The buildings on Park Central West are part of an opportunity zone in Springfield, which Downtown Springfield Association Executive Director Rusty Worley said could be potentially appealing to investors.

“It’s a benefit that is still early on, but we’re seeing a lot of interest in it,” Worley said, adding he’s not aware of anyone using it downtown yet.

Opportunity zones originated as a national tax program via the Tax Cuts and Jobs Act of December 2017 and offered through the U.S. Department of the Treasury and Internal Revenue Service. The intent is to incentivize development and job creation in distressed communities. According to past SBJ reporting, center city, north Springfield and an area surrounding Bass Pro Shops are three local opportunity zones designated by the Treasury.

“We’re glad downtown was part of that designation,” Worley said, suggesting the IDEA Commons expansion plan is an ideal candidate.
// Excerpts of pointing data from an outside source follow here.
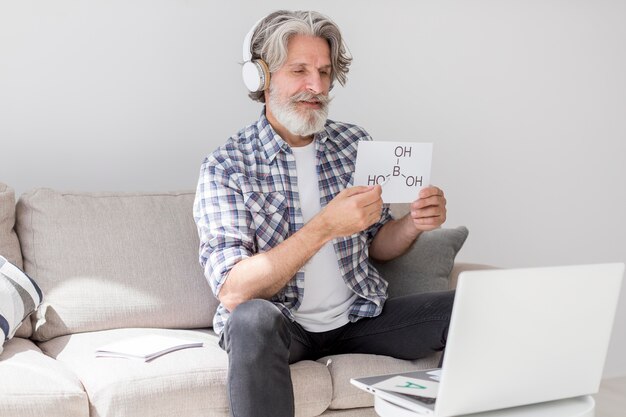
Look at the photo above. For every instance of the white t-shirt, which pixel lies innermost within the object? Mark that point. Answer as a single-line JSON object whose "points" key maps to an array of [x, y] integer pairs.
{"points": [[327, 298]]}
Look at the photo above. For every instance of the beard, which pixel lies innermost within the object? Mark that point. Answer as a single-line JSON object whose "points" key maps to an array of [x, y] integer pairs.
{"points": [[300, 122]]}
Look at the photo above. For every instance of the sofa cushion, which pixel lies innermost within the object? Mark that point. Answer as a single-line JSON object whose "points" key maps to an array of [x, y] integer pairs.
{"points": [[187, 382], [113, 260], [34, 385], [9, 244], [427, 265], [19, 297]]}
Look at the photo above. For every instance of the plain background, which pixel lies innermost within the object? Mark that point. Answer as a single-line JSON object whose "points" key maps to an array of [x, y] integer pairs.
{"points": [[525, 102]]}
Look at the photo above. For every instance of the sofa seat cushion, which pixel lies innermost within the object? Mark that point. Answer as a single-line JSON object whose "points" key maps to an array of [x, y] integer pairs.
{"points": [[34, 385], [113, 260], [358, 365], [188, 382]]}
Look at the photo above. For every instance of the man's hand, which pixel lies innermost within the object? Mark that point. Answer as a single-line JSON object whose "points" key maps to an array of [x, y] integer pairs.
{"points": [[428, 212], [352, 210]]}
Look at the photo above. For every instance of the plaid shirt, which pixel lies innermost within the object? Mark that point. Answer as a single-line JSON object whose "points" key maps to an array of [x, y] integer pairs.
{"points": [[247, 202]]}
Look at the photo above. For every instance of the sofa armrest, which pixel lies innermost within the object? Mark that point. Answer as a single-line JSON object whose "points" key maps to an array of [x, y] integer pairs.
{"points": [[465, 266]]}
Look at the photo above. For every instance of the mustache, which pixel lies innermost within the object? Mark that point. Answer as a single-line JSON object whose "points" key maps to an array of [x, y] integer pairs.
{"points": [[324, 100]]}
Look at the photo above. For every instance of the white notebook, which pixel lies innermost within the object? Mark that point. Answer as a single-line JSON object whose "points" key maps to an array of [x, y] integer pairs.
{"points": [[146, 347]]}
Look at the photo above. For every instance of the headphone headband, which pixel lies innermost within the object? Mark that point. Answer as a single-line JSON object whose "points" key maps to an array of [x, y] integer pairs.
{"points": [[255, 73], [247, 52]]}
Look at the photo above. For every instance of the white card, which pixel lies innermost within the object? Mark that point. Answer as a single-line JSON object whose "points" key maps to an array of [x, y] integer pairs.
{"points": [[410, 386], [402, 168]]}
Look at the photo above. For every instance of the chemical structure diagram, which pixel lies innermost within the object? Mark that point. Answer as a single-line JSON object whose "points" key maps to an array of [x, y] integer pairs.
{"points": [[409, 180]]}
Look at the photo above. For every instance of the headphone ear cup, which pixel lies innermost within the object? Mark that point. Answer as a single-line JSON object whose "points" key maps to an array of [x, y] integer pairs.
{"points": [[256, 75]]}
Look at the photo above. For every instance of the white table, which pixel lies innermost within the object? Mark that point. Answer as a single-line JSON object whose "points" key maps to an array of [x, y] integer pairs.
{"points": [[572, 407]]}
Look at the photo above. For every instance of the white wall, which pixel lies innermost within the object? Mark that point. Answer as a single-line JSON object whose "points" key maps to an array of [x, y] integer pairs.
{"points": [[524, 100]]}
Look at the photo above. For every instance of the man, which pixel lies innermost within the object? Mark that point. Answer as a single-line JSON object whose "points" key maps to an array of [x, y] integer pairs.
{"points": [[286, 240]]}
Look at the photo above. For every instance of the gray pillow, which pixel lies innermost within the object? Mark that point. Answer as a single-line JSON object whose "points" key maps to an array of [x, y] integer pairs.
{"points": [[427, 265], [19, 296]]}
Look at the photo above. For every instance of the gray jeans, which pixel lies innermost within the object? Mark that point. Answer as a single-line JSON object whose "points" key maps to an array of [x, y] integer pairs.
{"points": [[261, 343]]}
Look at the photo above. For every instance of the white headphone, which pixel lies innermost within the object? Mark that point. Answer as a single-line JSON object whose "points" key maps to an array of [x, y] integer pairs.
{"points": [[256, 73]]}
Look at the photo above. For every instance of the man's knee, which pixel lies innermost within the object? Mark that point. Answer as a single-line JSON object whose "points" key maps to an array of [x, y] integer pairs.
{"points": [[255, 319]]}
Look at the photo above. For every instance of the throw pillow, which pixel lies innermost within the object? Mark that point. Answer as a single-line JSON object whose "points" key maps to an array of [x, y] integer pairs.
{"points": [[427, 265], [19, 296]]}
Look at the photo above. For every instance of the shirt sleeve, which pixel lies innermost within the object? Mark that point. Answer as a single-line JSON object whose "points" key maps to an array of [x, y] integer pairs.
{"points": [[224, 224]]}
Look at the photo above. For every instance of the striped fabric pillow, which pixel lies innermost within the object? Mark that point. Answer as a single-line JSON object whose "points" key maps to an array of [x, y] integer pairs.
{"points": [[19, 296]]}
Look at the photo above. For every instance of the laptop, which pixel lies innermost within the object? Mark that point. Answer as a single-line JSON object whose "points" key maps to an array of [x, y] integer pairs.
{"points": [[516, 337]]}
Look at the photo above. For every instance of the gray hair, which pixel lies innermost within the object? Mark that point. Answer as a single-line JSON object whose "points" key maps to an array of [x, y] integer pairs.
{"points": [[272, 34]]}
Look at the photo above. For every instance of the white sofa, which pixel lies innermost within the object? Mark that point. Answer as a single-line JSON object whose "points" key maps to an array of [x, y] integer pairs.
{"points": [[114, 265]]}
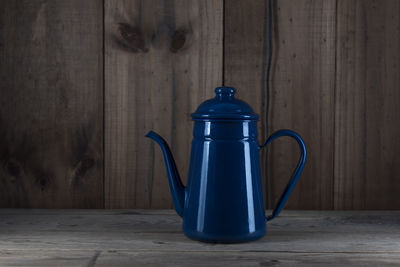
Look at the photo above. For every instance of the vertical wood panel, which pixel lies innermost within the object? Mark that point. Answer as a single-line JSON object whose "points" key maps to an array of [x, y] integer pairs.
{"points": [[163, 58], [302, 87], [51, 121], [302, 99], [367, 105]]}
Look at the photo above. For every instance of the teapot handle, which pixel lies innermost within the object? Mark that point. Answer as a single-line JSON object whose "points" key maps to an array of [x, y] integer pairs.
{"points": [[297, 172]]}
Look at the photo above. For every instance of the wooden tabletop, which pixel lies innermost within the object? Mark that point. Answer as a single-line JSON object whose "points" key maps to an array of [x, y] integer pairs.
{"points": [[155, 238]]}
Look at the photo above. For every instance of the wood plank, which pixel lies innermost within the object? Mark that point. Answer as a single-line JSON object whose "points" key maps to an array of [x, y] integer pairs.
{"points": [[302, 96], [245, 50], [367, 105], [179, 258], [51, 107], [142, 231], [162, 59]]}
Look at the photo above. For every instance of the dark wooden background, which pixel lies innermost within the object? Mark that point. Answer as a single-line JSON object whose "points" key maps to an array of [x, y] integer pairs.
{"points": [[83, 81]]}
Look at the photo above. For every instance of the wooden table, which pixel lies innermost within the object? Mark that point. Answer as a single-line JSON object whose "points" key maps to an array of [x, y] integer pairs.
{"points": [[154, 238]]}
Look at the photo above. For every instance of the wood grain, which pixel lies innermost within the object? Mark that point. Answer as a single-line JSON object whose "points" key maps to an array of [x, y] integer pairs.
{"points": [[162, 59], [51, 120], [302, 87], [155, 238], [367, 105]]}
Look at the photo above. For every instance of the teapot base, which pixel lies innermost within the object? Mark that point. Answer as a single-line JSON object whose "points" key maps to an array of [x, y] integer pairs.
{"points": [[216, 239]]}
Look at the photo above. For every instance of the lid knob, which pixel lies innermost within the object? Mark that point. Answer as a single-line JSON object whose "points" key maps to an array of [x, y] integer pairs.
{"points": [[225, 92]]}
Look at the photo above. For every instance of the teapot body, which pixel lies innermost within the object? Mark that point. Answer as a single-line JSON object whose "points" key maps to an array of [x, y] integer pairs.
{"points": [[224, 196], [223, 200]]}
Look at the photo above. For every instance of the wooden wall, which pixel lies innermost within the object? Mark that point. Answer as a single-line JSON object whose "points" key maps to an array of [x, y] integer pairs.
{"points": [[83, 81]]}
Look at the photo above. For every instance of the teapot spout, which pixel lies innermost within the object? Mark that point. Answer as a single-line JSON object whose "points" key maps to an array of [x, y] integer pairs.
{"points": [[175, 182]]}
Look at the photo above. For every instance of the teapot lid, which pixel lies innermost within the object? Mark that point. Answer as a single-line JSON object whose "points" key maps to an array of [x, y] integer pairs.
{"points": [[224, 107]]}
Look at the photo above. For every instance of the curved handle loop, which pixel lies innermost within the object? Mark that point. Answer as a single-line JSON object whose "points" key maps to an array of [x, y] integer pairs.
{"points": [[297, 172]]}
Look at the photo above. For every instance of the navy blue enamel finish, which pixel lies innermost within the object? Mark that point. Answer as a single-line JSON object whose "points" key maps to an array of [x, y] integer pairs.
{"points": [[223, 200]]}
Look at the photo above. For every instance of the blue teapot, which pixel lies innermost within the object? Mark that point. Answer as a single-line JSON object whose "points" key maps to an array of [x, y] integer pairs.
{"points": [[223, 200]]}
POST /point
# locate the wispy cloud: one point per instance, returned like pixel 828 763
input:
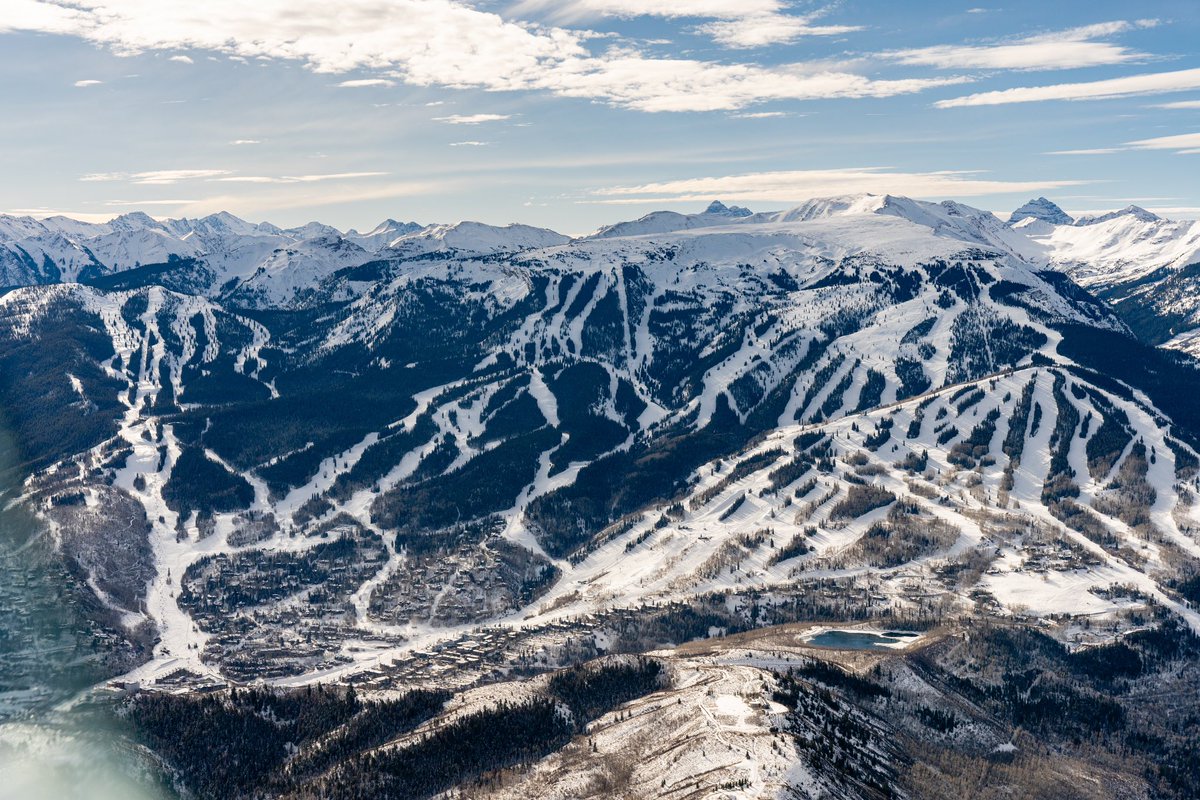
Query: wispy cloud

The IRS issued guidance April 17 providing additional details about investment in opportunity zones. Proposed regulations allow deferral of all or part of a gain that is invested into a qualified opportunity fund that otherwise would be included in income. According to a news release, the gain is deferred until Dec. 31, 2026, or when the investment is sold or exchanged, whichever is earlier.

Qualified opportunity zone business property is tangible property used in a trade or business of the qualified opportunity fund if the property was purchased after Dec. 31, 2017, according to the IRS.